White House: Personnel Will Remain In Afghanistan Long After 2011 Drawdown

White House: Personnel Will Remain In Afghanistan Long After 2011 Drawdown

Senior White House officials said Tuesday night that while President Obama intends to start drawing down U.S. forces in Afghanistan starting in July 2011, the administration is committed to keeping an unspecified number of civilian personnel and military trainers in the country long after.

In a telephone briefing with new-media reporters just minutes after Obama formally announced that he would be sending an additional 30,000 troops to Afghanistan, three of his top aides provided a bit more detail about the timeframe for U.S. withdrawal from that country.

Speaking on condition of anonymity, a senior White House aide said that the president's goal is for the "extended surge" in U.S. forces to bolster the Afghan government.
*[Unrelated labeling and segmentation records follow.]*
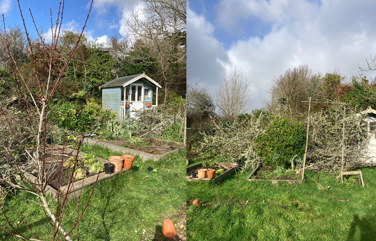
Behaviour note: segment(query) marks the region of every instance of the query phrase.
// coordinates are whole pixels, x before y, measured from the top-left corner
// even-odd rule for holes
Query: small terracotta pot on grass
[[[199,200],[198,199],[196,199],[196,200],[193,200],[193,202],[192,202],[192,205],[196,205],[196,206],[197,206],[199,208],[201,208],[201,205],[200,203],[200,202],[199,202]]]
[[[135,160],[135,157],[132,155],[127,155],[124,154],[121,155],[124,160],[124,168],[126,169],[130,169],[132,168],[132,164],[133,164],[133,161]]]
[[[163,227],[162,228],[162,233],[166,238],[172,238],[176,236],[177,233],[176,229],[174,226],[174,223],[170,219],[163,220]]]
[[[110,163],[112,163],[115,165],[114,168],[114,171],[120,171],[123,168],[123,162],[124,159],[119,156],[111,156],[108,157],[108,160]]]
[[[212,178],[214,177],[214,174],[215,173],[215,170],[214,169],[208,169],[206,171],[206,173],[208,173],[208,178]]]
[[[197,177],[199,178],[205,178],[206,177],[207,169],[199,169],[197,170],[199,173]]]

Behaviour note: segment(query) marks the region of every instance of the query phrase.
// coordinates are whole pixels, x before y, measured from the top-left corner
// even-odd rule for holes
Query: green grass
[[[188,182],[187,200],[198,199],[204,205],[187,208],[187,240],[376,240],[376,168],[362,171],[364,188],[357,184],[342,186],[333,176],[321,174],[319,182],[330,186],[328,191],[318,189],[308,176],[317,180],[318,173],[311,171],[306,171],[306,182],[300,185],[246,181],[250,171],[238,172],[238,189],[226,206],[218,204],[209,182]],[[221,203],[232,195],[236,183],[233,174],[219,183]]]
[[[123,154],[90,145],[83,146],[81,150],[105,159],[109,156]],[[99,182],[80,223],[80,240],[145,240],[147,237],[154,237],[156,230],[156,236],[160,237],[163,220],[171,218],[174,221],[177,221],[172,216],[178,213],[185,203],[185,152],[181,151],[159,162],[148,160],[144,162],[136,156],[132,171]],[[146,169],[149,167],[159,168],[158,171],[150,173]],[[91,191],[90,188],[87,188],[82,196],[80,210],[86,204]],[[19,194],[35,200],[24,192],[20,192]],[[22,213],[33,232],[41,239],[49,240],[44,225],[47,225],[49,231],[49,226],[40,207],[20,198],[8,198],[2,205],[4,205],[9,221],[19,231],[26,236],[31,236],[22,221],[20,215]],[[63,225],[67,228],[71,227],[77,216],[77,207],[72,200],[67,207]],[[2,215],[0,224],[9,227]],[[144,229],[146,233],[143,235]],[[76,233],[74,231],[71,235],[74,240],[77,239]],[[19,239],[1,231],[0,240],[2,240]]]

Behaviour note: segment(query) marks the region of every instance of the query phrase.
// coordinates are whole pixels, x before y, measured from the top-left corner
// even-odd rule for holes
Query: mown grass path
[[[123,154],[90,146],[83,146],[81,150],[103,159]],[[80,223],[80,240],[145,240],[154,237],[156,230],[160,231],[165,218],[171,218],[177,222],[177,218],[175,217],[185,204],[185,152],[182,151],[159,162],[146,161],[144,162],[136,157],[131,171],[99,182]],[[149,173],[147,170],[149,167],[158,168],[158,170],[156,173]],[[88,188],[82,196],[80,210],[86,204],[91,191],[91,189]],[[25,236],[28,236],[28,236],[31,237],[31,235],[23,223],[20,213],[28,220],[28,224],[39,238],[50,240],[48,235],[43,236],[46,233],[44,225],[50,228],[41,208],[35,204],[26,203],[20,199],[8,198],[2,205],[4,205],[12,224]],[[72,200],[65,211],[63,226],[71,227],[77,217],[77,205]],[[2,215],[0,217],[0,224],[8,227]],[[146,232],[143,234],[144,229]],[[182,234],[179,230],[178,232],[178,235]],[[4,233],[0,232],[0,240],[20,240]],[[160,236],[160,234],[157,236]],[[77,240],[76,231],[71,236]]]
[[[307,176],[317,180],[318,174],[311,171],[306,171],[307,181],[300,185],[246,181],[250,172],[238,172],[237,190],[226,206],[218,204],[212,183],[188,182],[187,202],[198,199],[203,205],[187,207],[187,240],[376,240],[376,168],[362,171],[364,188],[342,186],[333,176],[321,174],[319,182],[330,186],[328,191],[318,189]],[[220,182],[221,202],[232,195],[236,182],[235,174]]]

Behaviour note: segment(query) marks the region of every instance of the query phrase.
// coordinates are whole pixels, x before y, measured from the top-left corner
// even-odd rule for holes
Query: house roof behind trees
[[[159,84],[153,80],[151,78],[145,74],[144,73],[139,74],[134,74],[133,75],[130,75],[127,76],[123,76],[122,77],[117,78],[115,79],[113,79],[109,82],[108,82],[105,84],[99,86],[99,88],[118,86],[125,87],[127,85],[132,83],[135,81],[142,79],[143,78],[144,80],[149,82],[152,85],[158,87],[160,88],[162,88]]]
U.S. troops could then start being withdrawn.

But that doesn't mean that everyone's coming home.

"We have a longer term effort at training the Afghan national security forces which will take our financial support and training support," the official said "And longer than that is the civilian effort."

Obama, the official said. "was quite clear that we have enduring interest in the region and we won't be repeating the mistakes of the past and removing ourselves politically, diplomatically or economically from Afghanistan or Pakistan. So the short term is the combat forces [withdrawing]. But we will remain engaged in other ways."

The pace of the military withdrawal remains unclear. The White House will take "conditions on the ground into account" as it moves "through that process of getting combat forces out," the official said.

"We haven't indicated a specific rate of withdrawal or a number of withdrawal," said the official. "But as [the president] indicated in the speech it should be very clear to the Afghans that it is our expectations that they will be in charge, that they will be moving to be in charge of security in their own country."

The official also spoke of benchmarks for success -- but he wouldn't actually describe any of them. Instead, he said there would be monthly reports given to Obama as to the status of this "robust set of benchmarks." Congress, meanwhile, would be provided these reports on a quarterly basis.

"We will be very transparent with the American people about how we are doing against those goals so we can be accountable for them, and that is also true with this 18-month timeframe around this extended surge," the official said. "[This] not only increases our leverage and the pressure on the Afghan government, but frankly increases the pressure on us to perform during that time period. The president is very mindful of that and frankly recognizes his responsibility to the American people to be transparent."